Filippo D’Alesio è il nuovo allenatore della Samb. Il neo tecnico rossoblù, che ha firmato un contratto fino al 30 giugno 2027, si è presentato alla stampa e ai suoi nuovi tifosi nel corso della conferenza stampa: «Tutto ciò sembra quasi scritto nel destino – esordisce il giovanissimo (33 anni) ex allenatore del Rimini – nel corso di questa settimana ho vissuto una drammatica situazione con il Rimini che, tuttavia, mi ha condotto qui a San Benedetto. Provengo da una situazione in cui ho visto andare in difficoltà una società, ma appena sono arrivato qui ho sentito parlare di progetto a lungo termine, di valorizzazione dei giovani e tutto questo l’ho percepito come qualcosa di molto stimolante e importante: arrivo in una grande società. Entro in punta di piedi in questo ambiente per me nuovo e tutto da scoprire, ma con la consapevolezza di dovermi guadagnare la fiducia: non devo risultare simpatico per ciò che dico e faccio fuori, ma per quello che riesco ad ottenere dentro al campo, servono i fatti.

Provengo da una famiglia umile, sono laureato in economia e, sin da giovanissimo, ho allenato i bambini nelle scuole calcio; qui ho subito sentito il fuoco che mi ha spinto ad intraprendere questa carriera. In questi giorni ho guardato e studiato un bel po’ di partite della Samb, e posso solamente dire che questa è una squadra con valori importanti: ogni giocatore offensivo ha caratteristiche diverse l’uno dall’altro. Cercheremo di riempire l’area di rigore con più uomini, sia con quelli che giocheranno dall’inizio sia con quelli che entreranno a partita in corso: questa rosa è ricca di qualità. Modulo tattico? Non ho delle preferenze, ma dei principi ben chiari: dovrò vedere i giocatori per cercare di capire quale potrà essere il vestito migliore. Di mercato non ho ancora parlato con il direttore, perché ci vogliamo concentrare su quelli che abbiamo in rosa: a Rimini ho conosciuto giocatori interessanti, ma ora non è il momento.
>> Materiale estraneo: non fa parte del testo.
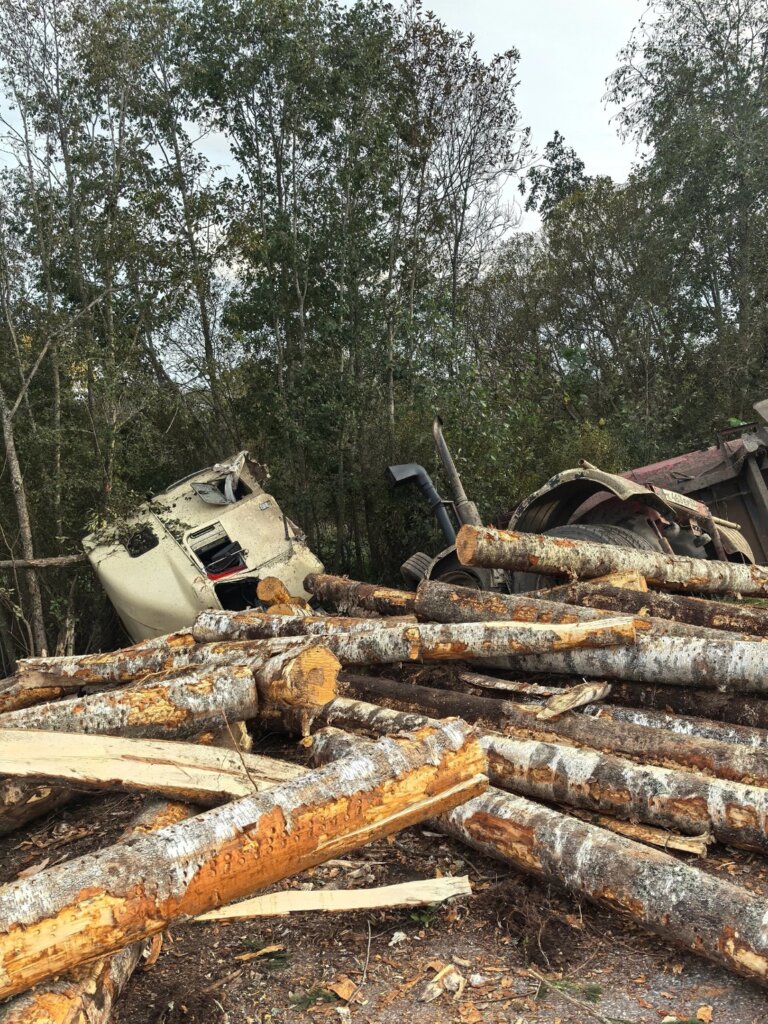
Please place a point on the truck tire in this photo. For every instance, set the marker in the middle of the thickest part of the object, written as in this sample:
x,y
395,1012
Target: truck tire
x,y
597,534
415,568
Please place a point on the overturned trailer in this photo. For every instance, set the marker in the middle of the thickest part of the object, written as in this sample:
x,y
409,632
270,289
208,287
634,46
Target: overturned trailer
x,y
205,542
710,504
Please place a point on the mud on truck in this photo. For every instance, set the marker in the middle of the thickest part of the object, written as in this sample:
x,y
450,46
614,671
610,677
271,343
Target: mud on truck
x,y
707,504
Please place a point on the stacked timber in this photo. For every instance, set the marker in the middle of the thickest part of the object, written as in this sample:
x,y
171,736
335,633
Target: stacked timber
x,y
592,768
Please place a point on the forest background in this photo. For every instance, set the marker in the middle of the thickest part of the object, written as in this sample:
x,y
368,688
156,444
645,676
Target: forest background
x,y
357,267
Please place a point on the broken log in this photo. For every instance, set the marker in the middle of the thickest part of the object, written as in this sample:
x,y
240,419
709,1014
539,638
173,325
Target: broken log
x,y
700,912
699,611
603,783
727,761
86,994
736,667
559,556
348,594
704,727
199,774
441,602
752,712
421,893
90,906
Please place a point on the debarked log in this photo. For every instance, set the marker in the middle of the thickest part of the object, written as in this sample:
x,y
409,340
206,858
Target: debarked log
x,y
90,906
697,911
348,594
737,667
681,801
86,994
193,772
701,912
176,705
700,611
738,764
751,712
560,556
444,603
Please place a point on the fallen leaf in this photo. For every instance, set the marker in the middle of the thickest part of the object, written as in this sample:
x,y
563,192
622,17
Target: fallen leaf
x,y
265,951
345,988
34,868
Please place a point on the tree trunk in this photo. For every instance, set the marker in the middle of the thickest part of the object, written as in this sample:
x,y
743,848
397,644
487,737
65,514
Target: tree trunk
x,y
747,620
192,772
736,667
559,556
751,712
738,764
440,602
214,626
95,904
704,727
697,911
34,687
380,645
88,992
706,612
349,594
680,801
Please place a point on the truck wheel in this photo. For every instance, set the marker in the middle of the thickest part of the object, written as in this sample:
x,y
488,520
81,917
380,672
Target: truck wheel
x,y
415,568
598,534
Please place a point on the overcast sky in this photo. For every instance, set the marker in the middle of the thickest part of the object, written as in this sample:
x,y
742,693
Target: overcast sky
x,y
567,49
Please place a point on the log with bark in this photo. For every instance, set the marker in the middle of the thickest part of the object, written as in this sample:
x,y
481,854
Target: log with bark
x,y
30,688
348,595
736,667
726,761
86,994
705,612
170,706
380,645
95,904
752,712
684,802
200,774
704,727
699,912
491,548
444,603
213,626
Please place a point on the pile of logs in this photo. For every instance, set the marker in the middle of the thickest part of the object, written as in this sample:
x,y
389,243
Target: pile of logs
x,y
549,730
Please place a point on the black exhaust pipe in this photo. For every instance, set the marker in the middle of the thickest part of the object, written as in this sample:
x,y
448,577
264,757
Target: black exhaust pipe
x,y
413,473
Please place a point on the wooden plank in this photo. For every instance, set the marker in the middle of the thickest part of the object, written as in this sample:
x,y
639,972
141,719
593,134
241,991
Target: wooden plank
x,y
420,893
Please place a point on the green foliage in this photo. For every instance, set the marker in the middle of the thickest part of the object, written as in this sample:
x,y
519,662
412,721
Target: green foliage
x,y
351,269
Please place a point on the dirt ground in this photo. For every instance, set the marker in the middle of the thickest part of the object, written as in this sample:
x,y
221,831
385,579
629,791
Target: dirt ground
x,y
522,952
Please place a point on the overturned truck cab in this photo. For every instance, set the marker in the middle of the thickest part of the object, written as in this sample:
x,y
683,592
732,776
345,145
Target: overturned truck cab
x,y
205,542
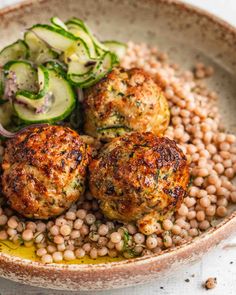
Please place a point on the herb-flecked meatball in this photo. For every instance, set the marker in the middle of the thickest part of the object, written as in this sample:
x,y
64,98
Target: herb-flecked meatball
x,y
44,170
125,101
139,177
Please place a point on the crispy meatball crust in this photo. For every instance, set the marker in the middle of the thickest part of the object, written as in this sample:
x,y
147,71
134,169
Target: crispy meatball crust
x,y
125,101
139,174
44,170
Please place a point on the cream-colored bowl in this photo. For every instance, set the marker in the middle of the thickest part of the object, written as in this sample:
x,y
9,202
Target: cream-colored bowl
x,y
187,34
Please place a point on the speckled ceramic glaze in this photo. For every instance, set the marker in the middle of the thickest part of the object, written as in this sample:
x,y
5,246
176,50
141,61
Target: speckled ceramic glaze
x,y
187,34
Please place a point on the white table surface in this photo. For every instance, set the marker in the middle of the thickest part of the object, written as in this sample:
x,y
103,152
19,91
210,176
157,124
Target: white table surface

L’obiettivo personale cammina insieme a quello collettivo: quando c’è un obiettivo collettivo è più potente di quello personale. In conclusione, voglio salutare i tifosi del Rimini che, conoscendo il loro gemellaggio con quelli della Samb, mi piace pensare che alcuni di essi possano essere presenti in curva insieme a quelli rossoblù. Ai miei nuovi tifosi dico che darò tutto me stesso dalla mattina alla sera e che sono consapevole che la loro fiducia dovrò guadagnarmela: spero un giorno di destare simpatia per quello che questa squadra farà in campo».